On the heels of major announcements by Apple and Microsoft earlier this month, Google announced Jelly Bean, the Nexus 7 tablet and Google Nexus Q at the Google I/O 2012 event in San Francisco. Additionally, CEO Sergey Brin took to the stage to show off the latest developments of Google Glass. Better yet, it did so in a fairly ballsy, X-Games fueled entrance, complete with sky-divers, BMX stunts and rappelling down the side of the San Francisco Convention Center at Moscone West. The extravagant entrance was documented through Google+ Hangout and was quite surprisingly well executed considering how many things could have gone awry. What if a parachute didn't open? I kid.
Sergey Brin's presentation of Google Glass culminated when he announced that all U.S.-based Google I/O attendees would be able to pre-order a pair at $1,500. He asked the developers in attendance to take the Glass and help figure out new applications for the device, much like how developers have been asked to expand the usage and impact of mobile apps.
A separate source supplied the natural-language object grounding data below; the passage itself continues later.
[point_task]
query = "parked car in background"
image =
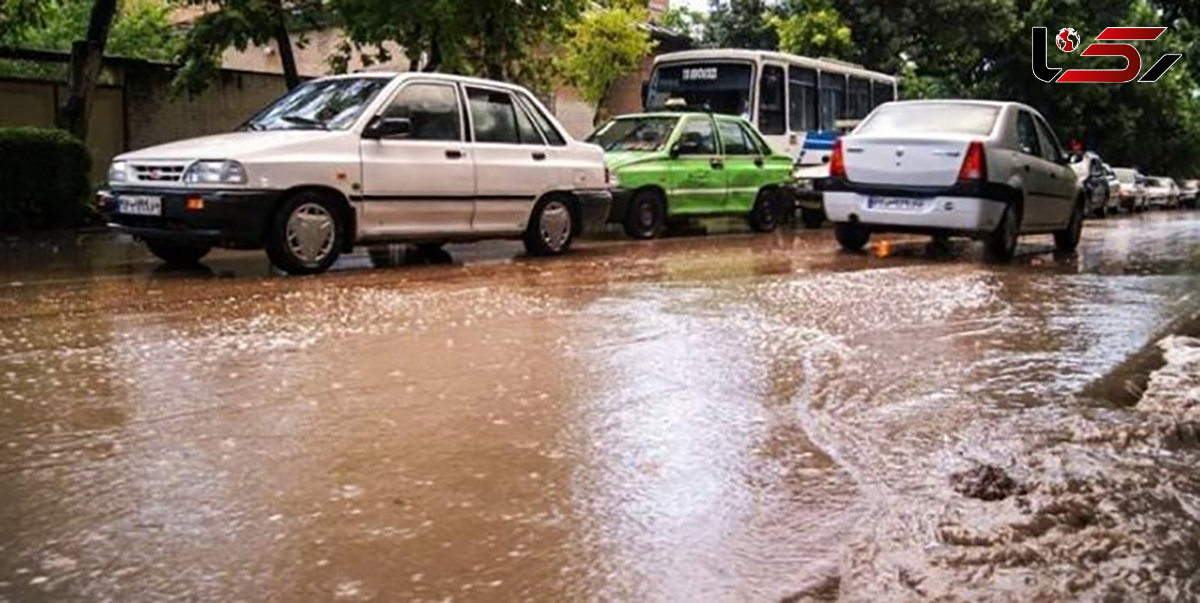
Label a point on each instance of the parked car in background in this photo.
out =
(1162, 192)
(985, 169)
(1132, 191)
(365, 159)
(1093, 181)
(685, 165)
(1188, 192)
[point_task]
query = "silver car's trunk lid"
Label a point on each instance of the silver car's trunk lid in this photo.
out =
(904, 161)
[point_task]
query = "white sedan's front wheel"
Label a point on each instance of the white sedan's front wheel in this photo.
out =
(305, 236)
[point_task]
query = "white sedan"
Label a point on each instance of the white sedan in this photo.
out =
(984, 169)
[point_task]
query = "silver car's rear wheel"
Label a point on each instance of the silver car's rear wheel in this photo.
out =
(1001, 245)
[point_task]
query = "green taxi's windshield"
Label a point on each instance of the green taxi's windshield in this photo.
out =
(635, 133)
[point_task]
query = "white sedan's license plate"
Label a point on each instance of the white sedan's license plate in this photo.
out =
(139, 204)
(895, 203)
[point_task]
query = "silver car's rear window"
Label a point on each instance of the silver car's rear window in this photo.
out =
(930, 118)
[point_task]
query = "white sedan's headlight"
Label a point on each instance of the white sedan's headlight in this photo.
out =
(118, 172)
(216, 172)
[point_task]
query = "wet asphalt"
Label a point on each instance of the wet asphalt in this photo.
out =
(723, 417)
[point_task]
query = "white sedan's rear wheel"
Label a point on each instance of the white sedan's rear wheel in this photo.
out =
(551, 227)
(1068, 238)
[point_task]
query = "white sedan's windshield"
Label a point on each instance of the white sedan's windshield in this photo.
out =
(930, 118)
(322, 105)
(1126, 175)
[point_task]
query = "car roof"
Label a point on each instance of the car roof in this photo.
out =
(999, 105)
(678, 114)
(421, 75)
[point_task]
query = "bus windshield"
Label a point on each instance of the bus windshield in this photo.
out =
(721, 87)
(648, 133)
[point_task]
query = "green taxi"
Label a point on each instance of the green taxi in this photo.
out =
(667, 166)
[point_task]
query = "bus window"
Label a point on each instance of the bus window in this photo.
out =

So it got us thinking: What does Google's Glass mean to us? The keynote demonstrated it can be used to shared images, but is it nothing more than a phone camera embedded into a pair of glasses? Was the flashy entrance, something right out of a Mountain Dew commercial, meant to fuel excitement and disguise a rather bland presentation?
The presentation demonstrated that Glass can augment existing applications where helmet cams are used: military or law enforcement applications, sports athletes could wear them for additional footage, entertainment value. Here are a few places where we think Glass can change everything.
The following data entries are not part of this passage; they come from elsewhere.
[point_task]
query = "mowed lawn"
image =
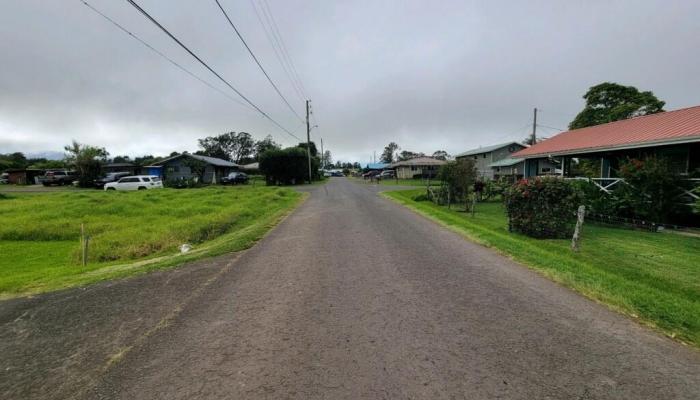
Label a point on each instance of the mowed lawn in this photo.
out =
(654, 277)
(130, 232)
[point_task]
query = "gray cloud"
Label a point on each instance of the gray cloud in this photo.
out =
(428, 75)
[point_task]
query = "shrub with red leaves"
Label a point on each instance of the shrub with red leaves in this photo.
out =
(542, 207)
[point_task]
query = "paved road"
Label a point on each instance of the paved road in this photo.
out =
(352, 297)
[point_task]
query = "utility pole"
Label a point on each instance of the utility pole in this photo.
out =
(323, 156)
(534, 127)
(308, 139)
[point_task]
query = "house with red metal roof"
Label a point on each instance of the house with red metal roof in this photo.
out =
(672, 134)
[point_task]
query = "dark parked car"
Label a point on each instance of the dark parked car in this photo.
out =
(58, 177)
(110, 177)
(235, 178)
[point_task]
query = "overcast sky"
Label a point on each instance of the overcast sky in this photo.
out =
(428, 75)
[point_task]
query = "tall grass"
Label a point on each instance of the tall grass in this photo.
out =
(651, 276)
(40, 233)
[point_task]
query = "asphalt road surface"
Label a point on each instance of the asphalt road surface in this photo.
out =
(351, 297)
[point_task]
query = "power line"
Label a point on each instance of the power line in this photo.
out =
(274, 43)
(153, 49)
(284, 48)
(256, 60)
(551, 127)
(264, 114)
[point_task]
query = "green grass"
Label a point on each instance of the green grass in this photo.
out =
(130, 232)
(654, 277)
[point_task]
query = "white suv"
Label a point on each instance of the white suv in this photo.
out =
(140, 182)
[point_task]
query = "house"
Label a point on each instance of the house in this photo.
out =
(672, 134)
(509, 167)
(24, 176)
(377, 166)
(419, 167)
(488, 160)
(252, 168)
(121, 167)
(180, 167)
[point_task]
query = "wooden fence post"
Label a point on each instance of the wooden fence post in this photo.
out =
(579, 224)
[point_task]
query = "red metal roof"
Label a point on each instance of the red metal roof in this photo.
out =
(669, 127)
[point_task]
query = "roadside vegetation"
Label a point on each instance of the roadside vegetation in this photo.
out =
(649, 276)
(130, 232)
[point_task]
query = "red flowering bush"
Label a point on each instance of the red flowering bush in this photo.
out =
(542, 207)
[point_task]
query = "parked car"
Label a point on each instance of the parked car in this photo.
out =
(389, 173)
(138, 182)
(235, 178)
(110, 177)
(58, 177)
(371, 174)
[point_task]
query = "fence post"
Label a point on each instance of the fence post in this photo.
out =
(579, 224)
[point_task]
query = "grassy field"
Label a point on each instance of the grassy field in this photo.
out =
(654, 277)
(130, 232)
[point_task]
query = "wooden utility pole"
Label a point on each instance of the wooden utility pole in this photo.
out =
(534, 127)
(323, 156)
(308, 139)
(579, 225)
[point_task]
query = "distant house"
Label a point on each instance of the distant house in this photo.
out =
(419, 167)
(120, 167)
(251, 168)
(178, 167)
(672, 134)
(377, 166)
(489, 160)
(24, 176)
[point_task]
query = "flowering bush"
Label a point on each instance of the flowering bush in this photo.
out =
(542, 207)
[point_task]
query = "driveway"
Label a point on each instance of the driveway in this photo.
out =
(351, 297)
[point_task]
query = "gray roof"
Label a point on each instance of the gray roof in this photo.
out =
(506, 162)
(419, 161)
(487, 149)
(209, 160)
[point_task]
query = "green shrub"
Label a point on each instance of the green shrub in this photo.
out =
(287, 166)
(542, 207)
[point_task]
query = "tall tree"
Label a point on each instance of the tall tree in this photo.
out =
(230, 146)
(264, 145)
(388, 153)
(608, 102)
(87, 161)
Business, Life and Safety Redefined:
For us, we know covering events like Google I/O could be significantly easier. Would reporters be able to deliver news video instantly without a camera crew? Imagine if reporters had not only cameras, but Glass on their heads while the uprisings were occurring in Egypt this year. Or better yet, what if civilians had them to show real-time content without having to worry about taking out their cameras or phones? Glass could reshape news as we know it.
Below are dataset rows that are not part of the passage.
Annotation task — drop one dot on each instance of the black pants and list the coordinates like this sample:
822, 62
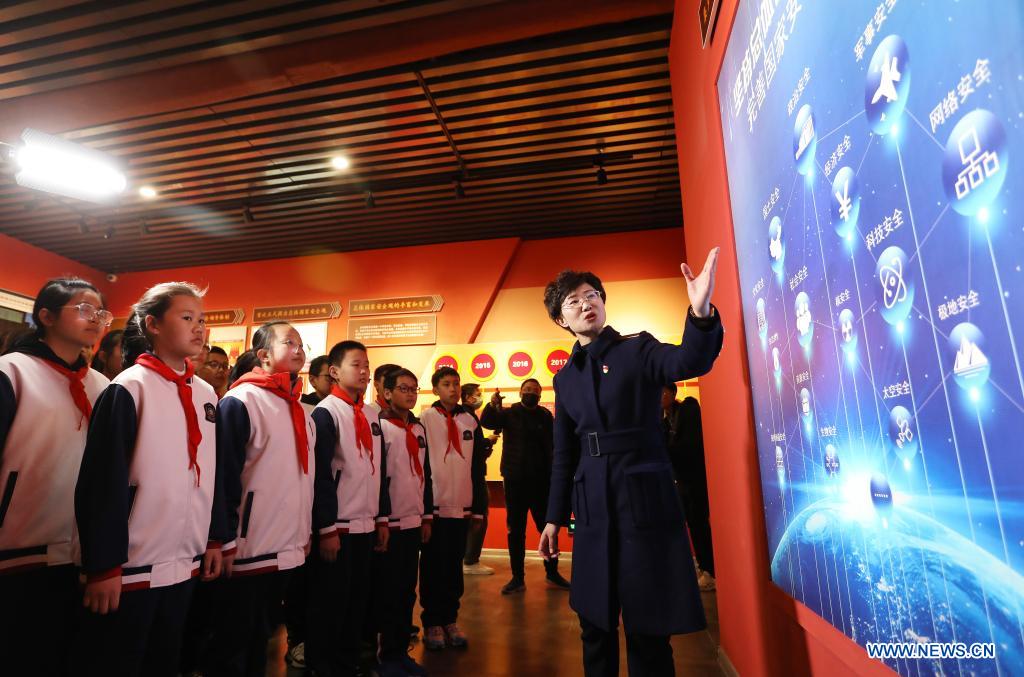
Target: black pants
646, 656
474, 536
338, 594
522, 497
296, 595
37, 624
397, 578
243, 622
697, 511
142, 637
440, 572
199, 625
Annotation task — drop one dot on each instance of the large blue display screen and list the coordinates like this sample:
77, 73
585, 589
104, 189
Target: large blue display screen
873, 153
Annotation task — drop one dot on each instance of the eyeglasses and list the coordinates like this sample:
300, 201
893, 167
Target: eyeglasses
591, 297
295, 347
89, 312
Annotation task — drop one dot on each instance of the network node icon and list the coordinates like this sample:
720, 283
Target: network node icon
975, 162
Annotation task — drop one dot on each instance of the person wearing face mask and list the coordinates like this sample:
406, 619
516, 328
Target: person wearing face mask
472, 399
526, 471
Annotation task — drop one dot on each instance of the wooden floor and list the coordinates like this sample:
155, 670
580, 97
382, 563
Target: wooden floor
531, 633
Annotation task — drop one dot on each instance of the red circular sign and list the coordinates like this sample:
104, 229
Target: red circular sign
520, 365
446, 361
482, 366
557, 360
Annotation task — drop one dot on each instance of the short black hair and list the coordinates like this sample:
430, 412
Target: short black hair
443, 372
567, 281
391, 378
530, 380
383, 370
316, 365
341, 348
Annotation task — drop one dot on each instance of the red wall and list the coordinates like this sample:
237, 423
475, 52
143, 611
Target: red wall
25, 268
764, 631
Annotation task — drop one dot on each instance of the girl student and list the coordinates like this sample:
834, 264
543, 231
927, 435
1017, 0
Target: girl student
349, 508
411, 498
46, 397
146, 492
265, 456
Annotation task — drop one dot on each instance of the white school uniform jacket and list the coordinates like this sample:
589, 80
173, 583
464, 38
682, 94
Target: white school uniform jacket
267, 496
347, 494
410, 497
140, 510
459, 485
42, 435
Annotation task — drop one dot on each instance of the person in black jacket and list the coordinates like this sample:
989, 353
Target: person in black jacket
684, 437
631, 555
526, 471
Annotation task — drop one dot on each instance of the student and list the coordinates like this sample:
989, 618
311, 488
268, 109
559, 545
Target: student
379, 405
411, 500
145, 493
456, 445
349, 506
46, 396
320, 380
264, 448
108, 357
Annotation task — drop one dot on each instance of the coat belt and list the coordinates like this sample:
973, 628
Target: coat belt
617, 441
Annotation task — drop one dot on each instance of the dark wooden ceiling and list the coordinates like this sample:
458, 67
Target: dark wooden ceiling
522, 126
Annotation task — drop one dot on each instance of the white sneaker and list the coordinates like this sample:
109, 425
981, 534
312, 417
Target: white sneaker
476, 569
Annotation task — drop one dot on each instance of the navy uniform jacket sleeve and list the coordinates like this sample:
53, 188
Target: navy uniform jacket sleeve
478, 471
325, 491
565, 459
8, 407
493, 418
665, 363
233, 430
102, 497
384, 509
428, 483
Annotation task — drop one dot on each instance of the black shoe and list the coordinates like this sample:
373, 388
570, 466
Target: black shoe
555, 580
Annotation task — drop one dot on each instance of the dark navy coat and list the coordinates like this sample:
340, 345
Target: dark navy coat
612, 472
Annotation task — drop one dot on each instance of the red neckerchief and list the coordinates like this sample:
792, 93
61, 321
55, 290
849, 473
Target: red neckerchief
77, 388
281, 385
364, 436
412, 443
454, 437
151, 361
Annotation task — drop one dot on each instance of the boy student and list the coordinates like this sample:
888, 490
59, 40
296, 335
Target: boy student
410, 495
264, 447
349, 514
379, 404
456, 445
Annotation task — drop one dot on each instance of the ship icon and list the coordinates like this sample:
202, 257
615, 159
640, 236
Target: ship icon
970, 360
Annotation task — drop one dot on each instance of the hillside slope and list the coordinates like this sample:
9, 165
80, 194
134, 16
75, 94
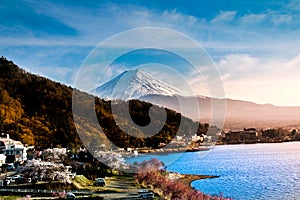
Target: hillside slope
39, 112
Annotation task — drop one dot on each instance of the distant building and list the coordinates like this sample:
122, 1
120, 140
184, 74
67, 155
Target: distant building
14, 150
246, 136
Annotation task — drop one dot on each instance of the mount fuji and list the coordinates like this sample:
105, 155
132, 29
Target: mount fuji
135, 84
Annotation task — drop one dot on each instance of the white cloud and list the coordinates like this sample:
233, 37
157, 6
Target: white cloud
225, 16
281, 19
252, 19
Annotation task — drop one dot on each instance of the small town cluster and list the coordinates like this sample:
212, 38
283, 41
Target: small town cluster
252, 135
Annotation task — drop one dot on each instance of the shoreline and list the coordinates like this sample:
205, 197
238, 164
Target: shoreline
187, 179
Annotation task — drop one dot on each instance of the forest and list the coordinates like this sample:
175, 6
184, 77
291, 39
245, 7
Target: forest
38, 111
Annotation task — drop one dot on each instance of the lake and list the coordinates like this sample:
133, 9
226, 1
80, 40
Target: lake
252, 171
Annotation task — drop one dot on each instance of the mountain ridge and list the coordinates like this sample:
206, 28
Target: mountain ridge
133, 84
239, 113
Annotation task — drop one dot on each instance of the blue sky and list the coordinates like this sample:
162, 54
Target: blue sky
255, 44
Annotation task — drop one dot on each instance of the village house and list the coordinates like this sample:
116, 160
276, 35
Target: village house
14, 150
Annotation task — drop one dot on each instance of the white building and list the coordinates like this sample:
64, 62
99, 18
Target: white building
14, 150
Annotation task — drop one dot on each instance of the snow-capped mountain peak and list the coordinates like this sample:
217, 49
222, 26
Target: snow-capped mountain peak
134, 84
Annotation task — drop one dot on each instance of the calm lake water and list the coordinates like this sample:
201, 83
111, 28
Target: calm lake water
253, 171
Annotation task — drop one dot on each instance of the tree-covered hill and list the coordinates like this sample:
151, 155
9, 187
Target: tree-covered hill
38, 112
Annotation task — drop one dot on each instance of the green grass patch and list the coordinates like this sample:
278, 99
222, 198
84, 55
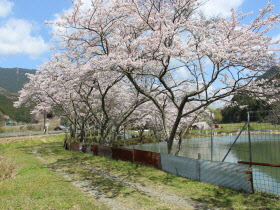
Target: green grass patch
35, 186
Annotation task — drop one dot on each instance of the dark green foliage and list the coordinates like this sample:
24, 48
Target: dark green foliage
13, 81
236, 114
21, 114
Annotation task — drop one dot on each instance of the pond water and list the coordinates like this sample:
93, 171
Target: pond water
265, 149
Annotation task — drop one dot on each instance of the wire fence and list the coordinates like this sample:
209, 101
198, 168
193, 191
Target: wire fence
255, 142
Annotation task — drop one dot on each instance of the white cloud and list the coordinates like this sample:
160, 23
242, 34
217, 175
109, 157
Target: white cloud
220, 7
16, 38
5, 8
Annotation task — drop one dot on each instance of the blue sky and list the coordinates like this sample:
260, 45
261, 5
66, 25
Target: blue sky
25, 39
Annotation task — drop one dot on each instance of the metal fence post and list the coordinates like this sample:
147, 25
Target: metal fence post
249, 136
211, 125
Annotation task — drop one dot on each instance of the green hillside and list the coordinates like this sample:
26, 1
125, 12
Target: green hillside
13, 79
21, 114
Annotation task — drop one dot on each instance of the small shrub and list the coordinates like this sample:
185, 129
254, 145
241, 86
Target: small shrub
8, 169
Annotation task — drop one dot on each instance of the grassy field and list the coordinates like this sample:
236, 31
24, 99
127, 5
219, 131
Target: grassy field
40, 174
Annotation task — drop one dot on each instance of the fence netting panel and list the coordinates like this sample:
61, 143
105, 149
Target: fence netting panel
255, 140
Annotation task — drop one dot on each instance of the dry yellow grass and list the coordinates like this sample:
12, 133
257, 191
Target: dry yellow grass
8, 168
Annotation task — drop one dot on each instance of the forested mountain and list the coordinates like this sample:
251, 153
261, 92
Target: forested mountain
237, 114
11, 81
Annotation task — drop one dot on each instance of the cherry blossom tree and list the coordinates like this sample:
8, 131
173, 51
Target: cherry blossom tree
167, 47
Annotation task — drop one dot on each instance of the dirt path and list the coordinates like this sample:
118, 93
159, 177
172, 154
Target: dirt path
164, 200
Would it take desktop screen sharing to a different use? Say a construction foreman discussed building status/specifics and sent images back to an architect or engineer for real-time decision making. That could drastically change how engineers work today, especially if those back in the office had a live view of the construction site.
Or, what if members of the military could send back real-time images and video of the battlefield? That could increase the safety of our soldiers abroad while providing valuable intelligence to the team back on base. Glass is non-intrusive, but Google would need to find a way to embed it inside helmets.
We definitely think there is huge potential with Google Glass, except today's keynote, or any other information about it has left us wanting more. So, heres to imagination. Where can we expect to see this technology one day? Where can we it be used?
Are we all doomed to look foolish with one of these hanging on our face?